Data mining can enrich OLAP with new metrics that can be analyzed in aggregate as well as focus on the important information (determined by data mining) not the noise
He then got into demo mode and walked through how a company might use OLAP and data mining to determine if there is potential fraud in expense reports. If expenses, for instance, are rising is this legitimate or is there fraud? If there is, what’s the impact? Process is basically:
- Start with expense reports in the database
Objects are: Expense_Normal (known OK expenses), Expense_View (all of the expenses), Potential_Fraud_Results, Expense_Fraud_View that joins the potential fraud table with the raw expense information to show potential fraud cost, Expense_Analysis
- Use data mining to do anomaly detection on each item
He makes a couple of selections based on what works and does not work in data mining, removing some attributes and reducing the outlier rate for instance. The data mining wizard for anomaly detection runs and builds the model.
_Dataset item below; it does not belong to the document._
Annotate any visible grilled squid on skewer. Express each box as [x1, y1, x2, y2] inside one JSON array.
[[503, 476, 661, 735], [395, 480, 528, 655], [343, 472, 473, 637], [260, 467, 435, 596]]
- Calculate a potential fraud score for each item
The model is then applied to the main expense view. Creates a table with additional columns for potential fraud prediction and a probability measures for this. The new table and columns are accessible everywhere using SQL.
- Load potential fraud score and expense information into an OLAP cube
A 3 dimensional model (time, organization and expense category) is created against the data. Different dimensions have hierarchies (calendar or fiscal year hierarchy, expense category hierarchy). The dimensions are then mapped to a source, a table, and then the cube created.
- Use the cube to see what this tells you about potential fraud over time, over divisions, over categories etc.
Note that this scenario just looks for anomalies, there is no closed loop to actually mark those that were, in fact, fraudulent (not just anomalous) and use that to drive the fraud engine. The ability to have a set of rules that use the probability of fraud to drive an auto-approve decision was also not discussed, though clearly it would be easy to use the same data mining results.